Two Hudson Institute researchers have been awarded a share of almost $165 000 in funding from the Cerebral Palsy Alliance.
Dr Vanesa Stojanovska and Anne Trinh were awarded the funds from the Cerebral Palsy Alliance’s Research Foundation Emerging Research Grants.
Dr Stojanovska’s research is investigating whether a common anti-inflammatory, ibuprofen can reduce inflammation in the womb and prevent the need for respiratory support when babies are born, which can injure their brains and lead to conditions like cerebral palsy.
Dr Anne Trinh’s project aims to develop the first adult guidelines for osteoporosis in cerebral palsy to help individuals maintain mobility for as long as possible by preserving their bone health.
The Research Foundation of Cerebral Palsy Alliance funds the world’s best and brightest researchers to find ways to improve current interventions and ultimately find a prevention and cure for cerebral palsy.

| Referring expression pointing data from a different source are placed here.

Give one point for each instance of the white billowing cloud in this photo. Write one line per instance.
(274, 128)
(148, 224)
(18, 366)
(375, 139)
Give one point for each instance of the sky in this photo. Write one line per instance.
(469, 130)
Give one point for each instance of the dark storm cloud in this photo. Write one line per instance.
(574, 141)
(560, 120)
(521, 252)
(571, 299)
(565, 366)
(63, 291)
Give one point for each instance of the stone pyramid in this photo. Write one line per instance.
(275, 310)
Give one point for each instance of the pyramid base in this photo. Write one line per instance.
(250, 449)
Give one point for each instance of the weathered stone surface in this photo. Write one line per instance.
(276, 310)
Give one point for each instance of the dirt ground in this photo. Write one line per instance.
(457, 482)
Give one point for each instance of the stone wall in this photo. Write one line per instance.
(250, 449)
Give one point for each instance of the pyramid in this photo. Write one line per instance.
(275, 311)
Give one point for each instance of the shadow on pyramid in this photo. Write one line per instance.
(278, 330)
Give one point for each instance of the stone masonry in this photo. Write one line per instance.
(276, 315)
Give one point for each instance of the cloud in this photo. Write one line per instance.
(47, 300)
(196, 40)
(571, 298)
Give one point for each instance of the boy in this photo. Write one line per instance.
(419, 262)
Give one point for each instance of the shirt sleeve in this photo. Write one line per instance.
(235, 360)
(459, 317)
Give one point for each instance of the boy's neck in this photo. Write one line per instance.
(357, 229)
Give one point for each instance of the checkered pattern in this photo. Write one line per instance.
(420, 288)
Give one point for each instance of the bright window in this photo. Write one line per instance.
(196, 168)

Advancing the diagnosis and management of osteoporosis in Cerebral Palsy: Development of a care pathway for adolescence and adulthood
Dr Anne Trinh
Up to half of adults with cerebral palsy (CP) will develop thin bones (osteoporosis) and broken bones which can severely decrease mobility and quality of life. Concerningly, up to three quarters of adults with CP will lose their ability to mobilise and many will need assistive devices. Therefore, preserving bone health in adults with CP is key to maintaining independence, but there are no guidelines for doctors and caregivers.
The project aims to provide the first adult guidelines for osteoporosis in CP. There will be a specific focus on how best to transition care from child to adult services to ensure bone health is maintained. To develop these guidelines, what is already known about osteoporosis in adults with CP will be reviewed and summarised.

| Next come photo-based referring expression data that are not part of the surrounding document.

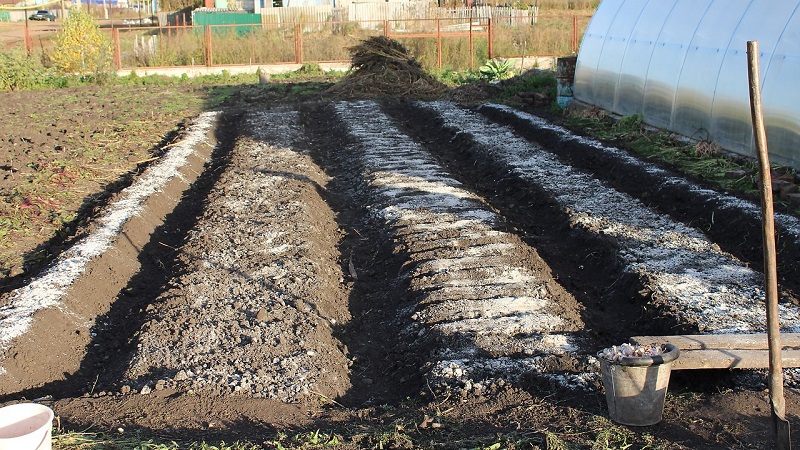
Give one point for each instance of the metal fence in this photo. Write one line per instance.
(453, 43)
(457, 42)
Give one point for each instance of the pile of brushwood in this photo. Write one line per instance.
(383, 67)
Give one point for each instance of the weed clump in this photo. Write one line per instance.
(383, 67)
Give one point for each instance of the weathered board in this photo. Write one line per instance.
(726, 351)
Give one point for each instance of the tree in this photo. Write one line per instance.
(81, 47)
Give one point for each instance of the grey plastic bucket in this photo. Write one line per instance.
(637, 387)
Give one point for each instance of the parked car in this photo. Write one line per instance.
(43, 15)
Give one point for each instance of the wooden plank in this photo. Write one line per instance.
(719, 341)
(731, 359)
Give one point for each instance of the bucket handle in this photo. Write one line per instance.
(668, 354)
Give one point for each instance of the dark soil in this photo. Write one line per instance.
(366, 275)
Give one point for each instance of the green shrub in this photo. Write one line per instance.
(18, 71)
(497, 69)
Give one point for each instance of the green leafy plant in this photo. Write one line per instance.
(18, 71)
(497, 69)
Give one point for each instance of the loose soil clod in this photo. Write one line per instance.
(383, 67)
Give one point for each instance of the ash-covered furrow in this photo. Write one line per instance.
(733, 223)
(260, 294)
(690, 278)
(482, 304)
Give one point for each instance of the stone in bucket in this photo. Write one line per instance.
(635, 380)
(26, 426)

A team of experts will trial this information to develop recommendations on
- Which adults with CP should be screened for osteoporosis
- How to diagnose osteoporosis in adults with CP
- Management strategies for osteoporosis in CP.
A consensus between the experts will be obtained and then the recommendations will be open for public review. The team aim to have the guidelines published and disseminated within two years. The guidelines will include
- A practical summary and algorithm to inform clinical practice
- A review of published literature examining the evidence for diagnosing and treating osteoporosis in CP
- Practical tools and documents for clinicians using the pathway
- A lay description of the summary for consumers with CP and their caregivers.
The project will increase awareness among doctors, consumers with CP and caregivers so that bone health is examined as part of routine care.
Anti-inflammatory protection of brain stem respiratory centres to help preterm babies breathe at birth and reduce perinatal brain injury
Dr Vanesa Stojanovska
Up to 92 per cent of preterm babies struggle to breathe at birth and require respiratory support to survive. While life-saving, this respiratory support injures their immature brains leading to life-long consequences including cerebral palsy. In addition, 40 to 70 per cent of preterm babies are exposed to infection and inflammation in the womb, and this further increases the requirement for respiratory support and increases the risk and severity of perinatal brain injury.
While research to date has focused on improving respiratory support techniques, a major issue has been overlooked. That is, understanding why these babies cannot breathe in the first place.
The brainstem is a life-sustaining brain region containing several ‘respiratory centres’ vital for breathing. These respiratory centres generate and modulate our respiratory rhythm, change breathing patterns based on oxygen and carbon dioxide levels; and control the muscles necessary for respiratory function and for maintaining an open airway. Despite the critical importance of the brainstem in controlling breathing, it has largely been ignored as a cause or contributor to breathing difficulties. This research project focuses on this critical aspect of breathing.
The team’s research has shown that inflammation in the womb stops fetal breathing. Importantly, when fetal breathing stops, this correlates with inflammation in the brainstem and particularly with the inflammatory molecule prostaglandin E2 (PGE2). It is thought that inhibition of fetal breathing by PGE2 may result in breathing difficulties at birth, and thus increase the requirement for respiratory support which is known to increase the risk of brain injury.
In a major breakthrough, the team’s research has shown that reducing inflammation and PGE2 levels in the brain stem using the anti-inflammatory drug ibuprofen restores fetal breathing.
Ultimately, the team aims to demonstrate that targeting PGE2 during fetal life will reduce the need for respiratory support at birth and minimise brain injury in preterm babies.